Third Party IPR Indemnity
A Competitor shall at all times on written demand indemnify UK Government and BAE Systems (each an “Indemnified Person”) and keep them indemnified against all losses, liabilities, damages, costs and expenses (including legal fees) incurred by or awarded against them arising from any claim or action by a third party that:
the relevant Indemnified Person’s possession and/or use of an Entry or a Solution originating from the Competitor infringes the intellectual property rights of a third party; or
the Competitor’s use of the Challenge Materials is contrary to Clause 7 of these Official Rules.

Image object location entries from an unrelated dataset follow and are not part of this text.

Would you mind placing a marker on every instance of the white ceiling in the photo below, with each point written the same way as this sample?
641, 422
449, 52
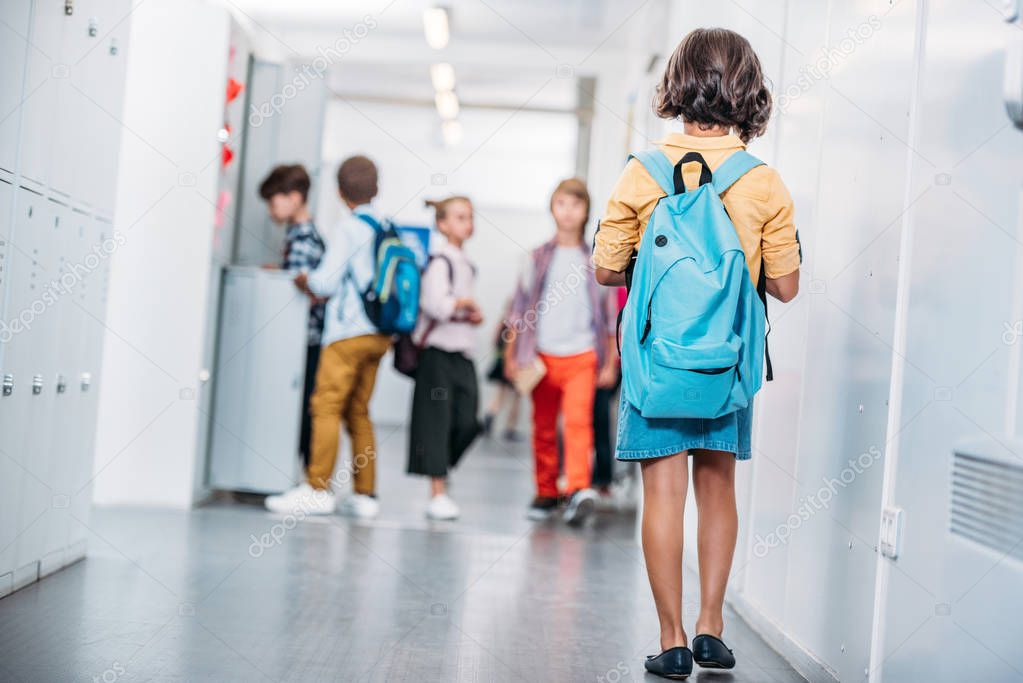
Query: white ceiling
504, 52
546, 24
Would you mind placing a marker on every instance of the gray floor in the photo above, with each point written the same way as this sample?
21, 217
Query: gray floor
206, 596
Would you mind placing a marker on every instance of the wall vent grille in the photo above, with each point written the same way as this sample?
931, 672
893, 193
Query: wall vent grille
987, 503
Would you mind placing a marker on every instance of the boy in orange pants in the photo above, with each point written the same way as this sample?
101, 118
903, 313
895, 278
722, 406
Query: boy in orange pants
559, 316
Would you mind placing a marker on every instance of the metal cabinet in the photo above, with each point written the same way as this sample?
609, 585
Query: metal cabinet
91, 304
10, 472
62, 79
258, 382
13, 51
43, 77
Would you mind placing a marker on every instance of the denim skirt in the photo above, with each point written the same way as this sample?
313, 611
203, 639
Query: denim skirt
640, 438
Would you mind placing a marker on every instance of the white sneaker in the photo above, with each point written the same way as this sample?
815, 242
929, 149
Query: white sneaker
360, 505
302, 498
581, 505
442, 507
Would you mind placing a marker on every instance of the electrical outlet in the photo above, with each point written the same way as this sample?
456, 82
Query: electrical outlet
891, 532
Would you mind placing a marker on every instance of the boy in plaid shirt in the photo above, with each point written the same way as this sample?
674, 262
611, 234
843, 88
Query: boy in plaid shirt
285, 191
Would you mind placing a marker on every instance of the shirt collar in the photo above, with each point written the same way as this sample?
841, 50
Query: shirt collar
696, 142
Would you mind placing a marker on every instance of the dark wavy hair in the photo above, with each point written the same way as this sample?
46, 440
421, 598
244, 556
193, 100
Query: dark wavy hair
714, 78
284, 179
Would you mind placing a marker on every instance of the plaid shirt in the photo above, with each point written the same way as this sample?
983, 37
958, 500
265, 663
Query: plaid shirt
526, 314
303, 252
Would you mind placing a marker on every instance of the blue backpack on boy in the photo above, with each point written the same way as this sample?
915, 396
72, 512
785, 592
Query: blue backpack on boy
694, 325
392, 299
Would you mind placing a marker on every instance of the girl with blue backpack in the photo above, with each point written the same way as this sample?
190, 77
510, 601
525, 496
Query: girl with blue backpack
445, 401
700, 231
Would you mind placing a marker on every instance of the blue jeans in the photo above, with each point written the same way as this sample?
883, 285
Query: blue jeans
640, 438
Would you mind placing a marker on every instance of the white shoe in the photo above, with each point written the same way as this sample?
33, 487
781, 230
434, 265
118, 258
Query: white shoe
442, 507
302, 499
581, 505
360, 505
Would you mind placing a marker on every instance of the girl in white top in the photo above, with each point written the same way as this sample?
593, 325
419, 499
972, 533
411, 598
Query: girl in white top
445, 401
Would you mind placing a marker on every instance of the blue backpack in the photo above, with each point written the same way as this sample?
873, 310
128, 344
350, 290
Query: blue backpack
694, 325
392, 299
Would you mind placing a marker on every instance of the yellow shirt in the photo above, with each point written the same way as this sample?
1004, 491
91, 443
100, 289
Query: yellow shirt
758, 203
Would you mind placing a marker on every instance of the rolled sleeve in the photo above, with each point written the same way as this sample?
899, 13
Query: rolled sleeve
438, 300
628, 208
780, 241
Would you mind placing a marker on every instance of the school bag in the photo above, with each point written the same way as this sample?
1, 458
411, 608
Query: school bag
693, 339
407, 350
392, 298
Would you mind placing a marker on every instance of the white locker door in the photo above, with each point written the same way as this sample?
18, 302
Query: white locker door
37, 500
92, 305
44, 75
97, 92
64, 447
19, 360
6, 218
14, 16
71, 128
10, 472
258, 383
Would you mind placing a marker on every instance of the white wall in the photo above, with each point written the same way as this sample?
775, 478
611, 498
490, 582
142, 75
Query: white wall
174, 105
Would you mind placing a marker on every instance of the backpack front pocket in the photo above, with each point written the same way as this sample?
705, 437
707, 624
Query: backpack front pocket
691, 380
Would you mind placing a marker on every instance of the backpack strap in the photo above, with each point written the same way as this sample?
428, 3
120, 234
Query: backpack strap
659, 167
732, 169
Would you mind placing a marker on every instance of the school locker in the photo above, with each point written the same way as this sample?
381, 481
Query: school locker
14, 16
94, 90
91, 300
258, 382
43, 78
41, 241
65, 448
90, 376
9, 471
20, 361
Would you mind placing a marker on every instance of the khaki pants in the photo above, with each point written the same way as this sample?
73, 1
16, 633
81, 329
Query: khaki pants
344, 384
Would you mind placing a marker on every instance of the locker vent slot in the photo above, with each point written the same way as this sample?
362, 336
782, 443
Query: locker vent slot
987, 503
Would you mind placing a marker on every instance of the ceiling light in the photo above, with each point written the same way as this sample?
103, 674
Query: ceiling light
435, 24
447, 104
443, 77
452, 132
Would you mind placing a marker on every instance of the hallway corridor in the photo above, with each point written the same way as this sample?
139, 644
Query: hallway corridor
191, 596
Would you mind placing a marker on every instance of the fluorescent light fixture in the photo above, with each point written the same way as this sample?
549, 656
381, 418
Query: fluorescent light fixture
435, 25
447, 104
443, 77
452, 132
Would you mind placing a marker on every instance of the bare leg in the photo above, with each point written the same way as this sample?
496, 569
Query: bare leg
714, 488
664, 483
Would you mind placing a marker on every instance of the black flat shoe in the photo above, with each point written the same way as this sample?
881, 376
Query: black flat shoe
711, 652
675, 663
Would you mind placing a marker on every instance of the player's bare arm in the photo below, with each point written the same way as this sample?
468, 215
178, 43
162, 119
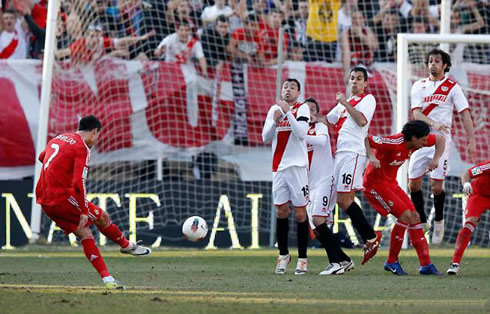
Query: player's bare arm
356, 115
470, 131
372, 158
440, 145
419, 115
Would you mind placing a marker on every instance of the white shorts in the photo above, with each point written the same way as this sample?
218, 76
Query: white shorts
349, 169
290, 184
322, 201
420, 160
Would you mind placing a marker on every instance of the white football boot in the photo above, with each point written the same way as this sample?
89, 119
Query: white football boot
438, 233
333, 269
282, 264
136, 250
301, 267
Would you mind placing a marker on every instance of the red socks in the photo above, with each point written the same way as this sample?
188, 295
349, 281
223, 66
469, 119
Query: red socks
113, 233
462, 241
396, 241
93, 255
417, 237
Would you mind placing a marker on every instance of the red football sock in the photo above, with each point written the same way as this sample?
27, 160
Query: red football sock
419, 241
396, 241
113, 233
462, 241
93, 255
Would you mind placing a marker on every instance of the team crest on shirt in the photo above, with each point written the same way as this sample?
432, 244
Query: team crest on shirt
377, 139
476, 171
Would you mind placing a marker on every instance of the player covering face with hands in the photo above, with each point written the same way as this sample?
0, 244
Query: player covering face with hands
385, 195
61, 193
286, 126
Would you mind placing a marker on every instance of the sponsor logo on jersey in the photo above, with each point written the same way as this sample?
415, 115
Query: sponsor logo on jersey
476, 171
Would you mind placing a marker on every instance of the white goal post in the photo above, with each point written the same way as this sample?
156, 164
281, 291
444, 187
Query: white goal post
404, 82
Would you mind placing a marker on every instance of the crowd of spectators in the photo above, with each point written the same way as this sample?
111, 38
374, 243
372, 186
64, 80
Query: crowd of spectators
209, 33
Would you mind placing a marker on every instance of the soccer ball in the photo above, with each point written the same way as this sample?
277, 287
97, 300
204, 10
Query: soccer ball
195, 228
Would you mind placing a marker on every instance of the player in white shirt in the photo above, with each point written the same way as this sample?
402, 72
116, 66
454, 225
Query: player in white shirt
433, 100
13, 38
322, 192
352, 118
287, 125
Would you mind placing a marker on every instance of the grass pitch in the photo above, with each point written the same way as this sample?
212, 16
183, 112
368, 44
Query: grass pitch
223, 281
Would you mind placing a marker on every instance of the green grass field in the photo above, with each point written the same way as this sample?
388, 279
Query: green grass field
192, 281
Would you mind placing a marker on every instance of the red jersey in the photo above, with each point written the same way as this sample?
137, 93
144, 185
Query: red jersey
81, 54
65, 167
481, 176
392, 152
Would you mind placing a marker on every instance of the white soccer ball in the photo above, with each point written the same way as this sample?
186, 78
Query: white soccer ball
195, 228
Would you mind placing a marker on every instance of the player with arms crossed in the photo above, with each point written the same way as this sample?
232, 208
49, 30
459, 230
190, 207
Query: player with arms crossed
478, 193
352, 118
384, 194
61, 193
432, 100
322, 191
286, 125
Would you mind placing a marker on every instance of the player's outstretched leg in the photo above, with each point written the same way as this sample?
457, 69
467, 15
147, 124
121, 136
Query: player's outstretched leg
111, 231
95, 258
396, 241
462, 241
302, 233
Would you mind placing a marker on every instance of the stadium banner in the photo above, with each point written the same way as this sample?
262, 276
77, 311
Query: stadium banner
146, 97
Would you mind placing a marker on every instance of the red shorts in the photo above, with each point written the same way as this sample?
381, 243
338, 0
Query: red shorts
476, 205
67, 216
389, 200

Exclusion of Warranties and Liability
Subject always to Clauses 9.2:
The Website, the Data Challenges and the Challenge Materials are provided “as is” and without warranty as to accuracy, completeness, availability, suitability, or fitness for any particular purpose. All implied conditions, warranties and representations in relation to the provision of the Website, the Data Challenges and the Challenge Materials are hereby excluded.
UK Government excludes all liability, whether in contract, tort (including negligence) breach of statutory duty or otherwise, even if foreseeable, arising under or in connection with use of, inability to use, or reliance on, the Website or any of its content, one or more Data Challenges, or any Challenge Materials.
Nothing in these Official Rules excludes or limits UK Government’s liability:
for death or personal injury caused by its negligence or the negligence of its employees, agents or subcontractors;
for fraud or fraudulent misrepresentation; or
where it would be unlawful to do so.
Third Party Rights
The indemnity at Clause 8 shall be enforceable against a Competitor by BAE Systems. Apart from that, a person who is not a party to this agreement shall not have any rights under the Contracts (Rights of Third Parties) Act 1999 to enforce any term of this agreement, but this does not affect any right or remedy of a third party which exists, or is available, apart from that Act.
Governing law and jurisdiction
These Official Rules shall be governed by and construed in accordance with the laws of England and the courts of England and Wales shall have exclusive jurisdiction in respect of any dispute or claim that arises out of or in connection with them, provided always that where a Competitor is a consumer (that is, an individual acting for purposes which are wholly or mainly outside their trade, business, craft or profession) resident in Northern Ireland, Scotland or another EU Member State they may also bring proceedings in their home jurisdiction.